Beat slightly with a rotary beater ….. 4 eggs

Then beat in ………………………………………. 2/3 cup sugar

1/2 teaspoon salt

1/4 teaspoon nutmeg

2 2/3 cup milk (with part cream if you want it really rich)

1 teaspoon vanilla

Pour into a pastry-lined pie pan.

Heat oven to 450 degrees.  Bake pie for 15 minutes.  Then turn oven down to 350 degrees to finish baking.

Bake 30 to 35 minutes total.  It can be baked at 425 degrees for the same amount of time.

Bake just until a silver knife inserted into side of filling comes out clean.  The center may still look a bit soft but it will set later.

The crust on this pie can stay almost raw.  One way around that is to bake the crust and the filling separately.  Pour the filling directly into a well greased pie pan the same size as the one in which the crust is baked.  Set the pan in a shallow pan of hot water.  Bake just like the other pie instructions.  When lukewarm, slip the baked filling into the cooled baked pie shell.  Allow to settle a few minutes before serving.  It will look like it was baked in the shell only the bottom will be well cooked.

 * From the Recipe Box:

I actually like baking it in a pie pan without the crust.  I do that with pumpkin pie filling as well.  I don’t need a crust; it’s not my favorite.

I’ll bake it in custard cups or ramekins as well.

I also think the filling needs a strain before baking.

Too long baking makes the custard “watery”.

Thinking of you this Mother’s Day mom.  Until I was 12, I had strep throats at least monthly and custard saved my life.  Thank god for mom’s custard and pear baby food.  It’s a long story for another day.

Sorry about the picture quality, but the pie was gone before retakes were possible.

and remember:   Yes, you are the fairest of them all.  Big kiss, Lynn

Date Bars

Grandma Olson used to make these a hundred years or so ago.  I loved them as a little girl.  I didn’t know that dates were an acquired taste.  I just thought if Grandma made them, they must be good.  And I was right.  Well, a caveat.  That didn’t hold true for lutefisk however.  Some things just never improve no matter who made them.

These are a very soft bar cookie.  The filling is cooked before baking, but remains tender.  I don’t find them very sweet, but I wouldn’t add any extra sugar or sweetener of any kind.  Dates are amazingly sweet if you allow them to filter through your taste buds.  I usually add a bit more salt than called for, which adds to the illusion of sweetness.  I like these a lot and hope you will enjoy them as well.

Heat oven to 400 degrees

Mix together thoroughly:

3/4 cup soft shortening (part butter)

1 cup brown sugar

Sift together and stir in:

1 3/4 cups flour

1/2 teaspoon soda

1 teaspoon salt

Stir in:  1 1/2 cups rolled oats

Mix thoroughly.
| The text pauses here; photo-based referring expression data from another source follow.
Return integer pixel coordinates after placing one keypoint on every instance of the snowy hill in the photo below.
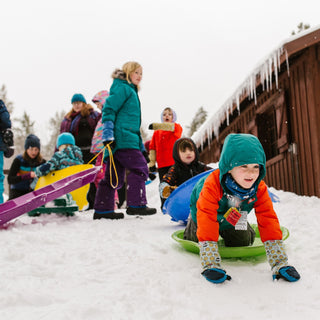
(76, 268)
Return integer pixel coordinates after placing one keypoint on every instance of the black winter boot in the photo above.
(109, 215)
(141, 211)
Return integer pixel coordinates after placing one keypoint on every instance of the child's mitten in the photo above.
(278, 261)
(167, 190)
(152, 162)
(210, 261)
(216, 275)
(288, 273)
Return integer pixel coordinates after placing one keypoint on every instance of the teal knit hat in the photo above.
(65, 138)
(78, 97)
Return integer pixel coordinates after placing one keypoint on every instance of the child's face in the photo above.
(136, 76)
(77, 106)
(167, 116)
(99, 105)
(187, 156)
(246, 175)
(32, 152)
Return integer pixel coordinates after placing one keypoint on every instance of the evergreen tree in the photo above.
(21, 131)
(3, 97)
(198, 120)
(301, 27)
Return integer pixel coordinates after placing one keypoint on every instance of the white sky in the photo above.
(193, 53)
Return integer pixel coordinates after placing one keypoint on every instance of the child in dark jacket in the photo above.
(68, 155)
(186, 166)
(5, 124)
(221, 201)
(21, 173)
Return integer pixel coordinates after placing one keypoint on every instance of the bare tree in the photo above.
(3, 97)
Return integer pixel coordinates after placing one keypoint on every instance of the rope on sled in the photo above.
(112, 164)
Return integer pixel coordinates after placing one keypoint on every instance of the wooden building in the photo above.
(280, 104)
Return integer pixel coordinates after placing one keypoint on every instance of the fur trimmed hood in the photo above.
(119, 74)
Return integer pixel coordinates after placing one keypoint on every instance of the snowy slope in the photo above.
(76, 268)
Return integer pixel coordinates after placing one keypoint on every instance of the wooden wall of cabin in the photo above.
(304, 113)
(293, 163)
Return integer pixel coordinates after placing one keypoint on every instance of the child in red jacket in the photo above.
(223, 202)
(163, 139)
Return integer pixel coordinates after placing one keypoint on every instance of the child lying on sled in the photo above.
(221, 201)
(68, 154)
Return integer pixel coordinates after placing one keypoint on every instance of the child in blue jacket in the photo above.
(68, 154)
Place one-half of this crumb mixture in a greased 9 x 13 inch pan.  Press and flatten with hands to cover bottom of pan. Spread with cooled filling (see below).  Cover with remaining crumb mixture, patting lightly.  Bake until lightly browned, approximately 25 to 30 minutes.  While warm, cut into bars and remove from pan.

Filling:

Mix together in saucepan:

3 cups cut-up dates

1/4 cup sugar

1 1/2 cups water

Cook over low heat, stirring constantly, until thickened (about 10 minutes).  Cool.

and remember this conversation between Mrs. Darling and Michael, in Peter Pan by J.M. Barrie: 

There are many different kinds of bravery. There’s the bravery of thinking of others before ones self. Now, your father has never brandished a sword nor fired a pistol, thank heavens. But he has made many sacrifices for his family, and put away many dreams.”

Where did he put them?”

“He put them in a drawer. And sometimes, late at night, we take them out and admire them. But it gets harder and harder to close the drawer… He does. And that is why he is brave.”
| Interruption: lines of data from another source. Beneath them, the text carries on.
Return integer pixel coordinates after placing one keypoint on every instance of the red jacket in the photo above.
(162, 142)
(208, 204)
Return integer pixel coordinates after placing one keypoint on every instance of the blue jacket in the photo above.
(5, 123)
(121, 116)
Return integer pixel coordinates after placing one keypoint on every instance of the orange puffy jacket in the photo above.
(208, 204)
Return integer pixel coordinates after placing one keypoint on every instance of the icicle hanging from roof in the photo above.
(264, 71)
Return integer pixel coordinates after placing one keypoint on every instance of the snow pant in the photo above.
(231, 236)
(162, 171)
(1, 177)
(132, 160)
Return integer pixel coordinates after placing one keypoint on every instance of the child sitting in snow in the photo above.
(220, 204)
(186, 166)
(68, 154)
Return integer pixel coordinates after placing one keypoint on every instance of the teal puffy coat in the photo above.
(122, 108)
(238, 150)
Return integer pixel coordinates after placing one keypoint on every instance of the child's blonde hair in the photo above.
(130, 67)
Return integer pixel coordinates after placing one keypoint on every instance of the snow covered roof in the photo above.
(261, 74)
I was 11 when I first read this book up at Aunty Kay’s cabin at Warm Beach.  It had an amazing impact on me then and I treasure the memories to this day.  I don’t know if I still feel the same way about everything.  Time to read it again.  Big kiss, Lynn

Grandma Olson’s Bread Pudding

I do love bread pudding.  I know I’m constantly telling you how much I love sweets, but ultimately I’m not sure it’s true.  I love “sweetish”.  Not Swedish, but marginally sweet.  This is not a sweet dessert.  It’s more of a custard and you know how we Norwegians love custard.  I think my mom’s favorite pie was custard.  I’m not going that far, but I do love a good custard.
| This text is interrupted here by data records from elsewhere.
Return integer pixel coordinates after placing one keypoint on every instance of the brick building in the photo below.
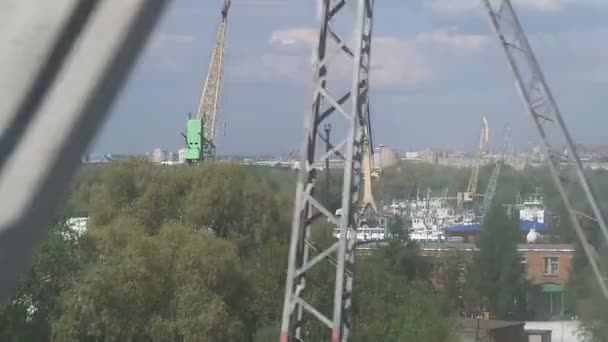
(547, 269)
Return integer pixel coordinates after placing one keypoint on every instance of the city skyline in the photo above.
(421, 93)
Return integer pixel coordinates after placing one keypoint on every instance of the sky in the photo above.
(438, 69)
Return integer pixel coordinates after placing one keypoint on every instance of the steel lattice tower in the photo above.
(352, 107)
(547, 118)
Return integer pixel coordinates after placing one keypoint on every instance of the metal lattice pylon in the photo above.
(547, 118)
(352, 107)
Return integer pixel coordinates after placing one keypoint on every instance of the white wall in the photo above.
(561, 331)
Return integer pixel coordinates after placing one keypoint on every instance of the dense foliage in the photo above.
(199, 254)
(498, 263)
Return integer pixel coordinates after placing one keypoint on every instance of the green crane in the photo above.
(201, 129)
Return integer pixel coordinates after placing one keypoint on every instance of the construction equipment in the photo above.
(468, 196)
(543, 109)
(201, 130)
(353, 109)
(307, 208)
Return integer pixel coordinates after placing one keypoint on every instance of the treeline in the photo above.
(199, 254)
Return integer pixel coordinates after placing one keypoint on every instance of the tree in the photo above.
(394, 301)
(177, 285)
(36, 302)
(497, 275)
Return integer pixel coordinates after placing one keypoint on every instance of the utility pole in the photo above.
(350, 106)
(542, 107)
(327, 149)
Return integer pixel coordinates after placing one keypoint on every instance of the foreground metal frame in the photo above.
(58, 115)
(308, 206)
(547, 118)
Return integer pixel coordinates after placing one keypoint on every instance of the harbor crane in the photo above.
(201, 130)
(491, 189)
(354, 41)
(467, 197)
(30, 186)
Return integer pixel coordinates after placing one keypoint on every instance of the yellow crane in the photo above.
(468, 195)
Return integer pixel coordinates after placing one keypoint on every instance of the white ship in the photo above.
(429, 217)
(532, 213)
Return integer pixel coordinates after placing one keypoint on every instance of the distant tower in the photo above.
(159, 155)
(532, 236)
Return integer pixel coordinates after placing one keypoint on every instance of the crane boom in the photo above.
(202, 129)
(483, 141)
(467, 197)
(491, 189)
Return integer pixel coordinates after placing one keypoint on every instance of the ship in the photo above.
(429, 217)
(532, 214)
(532, 217)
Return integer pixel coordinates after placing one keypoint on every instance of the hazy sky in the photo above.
(440, 68)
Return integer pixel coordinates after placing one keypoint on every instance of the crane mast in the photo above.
(491, 189)
(467, 196)
(201, 130)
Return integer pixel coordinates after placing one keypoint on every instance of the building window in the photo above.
(551, 266)
(524, 263)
This is Grandma Olson’s bread pudding.  As you can see, it is totally unfancy.  With basically 6 ingredients, you can make this with ingredients on-hand.  I doubt if Grandma specifically called for an Italian boule, but it’s the closest thing I could find to the bread she would use.

The other thing you’ll notice is the lack of a sauce.  Grandma never made a sauce for the bread pudding when she served it.  So often you will see vanilla or rum sauce to serve alongside the pudding, but Grandma always served it with whip cream and a sprinkling of sugar.  Not whipped cream, but straight out of the milk jug cream.  She might froth is up with a fork, but truly this is a simple dessert.

3 cups cubed Italian boule, allowed to stale overnight in a bowl

2 cups granulated sugar

5 beaten eggs

2 cups whole milk or half and half

2 teaspoons vanilla extract

1/2 cup raisins soaked in bourbon for 10 minutes or so

Preheat the oven to 350 degrees.  Grease an 8 x 8 inch pan.

Combine the sugar, eggs, vanilla and half and half in a bowl.  Pour over the cubed bread and let it sit for 10 minutes, so the bread can absorb the liquid.  Add the raisins.

Pour into the greased 8 x 8 inch pan.  Bake for 35 to 45 minutes, or until set.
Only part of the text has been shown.